AI Builder · Foundations

How it works

Two parts. About 18 hours of focused work, spread over a few days.

Part 1 · Quiz

18 adaptive questions

~30 min · in one sitting

Multiple-choice and short numeric questions sampled across 32 microskills: engineering (LLMs, RAG, agents, tool use, prompt caching, MCP, evals, observability), product (framing, evals, agentic AI, governance, discovery, launch), design (prompt UI, uncertainty, generative UI, agentic UX, onboarding, capability surfacing), and AI-Builder synthesis (shipping loop, joint tradeoffs, audience-spanning narrative).

Part 2 · Project

Ship the brief below

~18h · over a few days

A real AI build, end to end — pipeline + eval set + trust UX + pre-mortem + kill criteria. Submit a repo, a 60-second walkthrough, and a 600-word narrative three audiences would forward.

Score

Composite, owned by you

0 to 100 · valid 18 months

Quiz contributes 40%, project contributes 60%. Each of the three rubrics weights 1/3 of the project score. Published to your verified profile.

The project

Documents Q&A with grounded answers

Build a working AI product solo against a real user, end to end. Pick from the kit's three feature briefs (Documents Q&A with grounded answers, Personal-data assistant, or Domain agent) — or bring your own one-paragraph brief approved at intake. The same project is graded against three rubrics: Engineering, Product, and Design, each at 1/3 weight.

Required deliverables

Working pipeline: chunking → retrieval → generation (or agent loop, if your brief calls for it) → user surface. Public GitHub repo that runs end-to-end from a clean clone in < 5 minutes.
Eval set: ≥ 30 question / answer pairs sourced from real or realistic user queries, plus ≥ 5 adversarial cases. Report Recall@10 *and* MRR (or equivalent ranking metric) for retrieval, plus a faithfulness metric (LLM-as-judge with anchors, deterministic check, or human spot-check ≥ 10 outputs).
One iteration with numbers: change one design knob (chunk size, model, retriever, prompt) and report before/after on the same eval set. Document one ablation that didn't pan out.
Latency budget: name a target p95 latency.

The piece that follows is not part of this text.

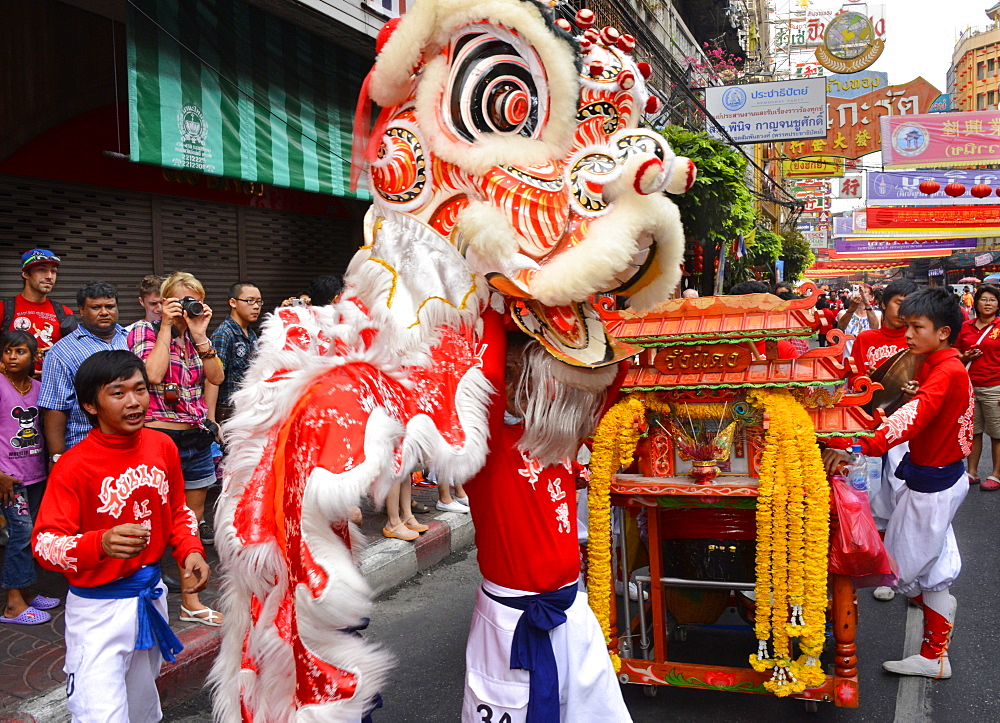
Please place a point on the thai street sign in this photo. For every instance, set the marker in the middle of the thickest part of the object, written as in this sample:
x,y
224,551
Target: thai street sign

Report whether you hit it. If not, name the bottleneck.
Cost discipline: show one production-grade cost choice — prompt caching with reported `cache_read_input_tokens`, batch processing for an async path, model-tier routing, etc. Tell us what you chose and why.
At least one Anthropic native API capability used appropriately: citations, structured outputs, extended thinking, batch, tool use, or MCP. Tell us which and why.
Trust UX: inline citations or a paired uncertainty signal. One refusal-as-redirect for an out-of-scope action (don't ship a flat "I can't help with that"). For long-running tasks, a visible agentic-UX surface — named steps + cancel.
Pre-mortem + kill criteria: top 5 failure modes (hallucination, refusal, latency, cost, adversarial use) with severity / likelihood / detection / mitigation. Pre-committed kill thresholds with a named owner.
60-second walkthrough video showing the user flow + one rejected design call.
≤ 600-word narrative that reads to all three audiences — engineer, PM, designer — without dilution. Name the trust principle the feature rests on, two real tradeoffs (with the five-part structure: considered / picked / data / failure / fallback), and the cross-functional ownership of the riskiest call.

Out of scope

UI polish — a CLI plus a minimal web UI is fine.
Auth, multi-user, deploy.
Fine-tuning. Foundations is about prompting + retrieval + evals + product judgment + design surfacing.

How it's graded

Three rubrics — Engineering, Product, and Design — each applied independently at 1/3 weight. Your verified profile shows all three breakdowns with the grader's per-criterion rationale. Twelve criteria total, each scored 0–5.

How we grade

Three rubrics. One project.

Your project is graded independently by Engineering, Product, and Design rubrics. Each weights 1/3 of the project score. The rubrics live below — these are the criteria your submission will be measured against.

Engineering

Foundations rubric

Build quality30%
End-to-end evals25%
Code clarity20%
Build narrative25%

Product

Foundations rubric

Problem framing25%
Metrics design30%
Tradeoff analysis25%
Narrative quality20%

Design

Foundations rubric

Interface clarity25%
Uncertainty handling25%
Feedback and recovery25%
Design narrative25%

Anti-gaming

We measure thinking, not speed.

Every quiz answer has a 4-second minimum review time. Anything faster is recorded but doesn't affect your rating. Each question caps at 90 seconds. The whole quiz session has a 30-minute wall clock — once it expires, you finish what you have. Retakes for any track open after 14 days.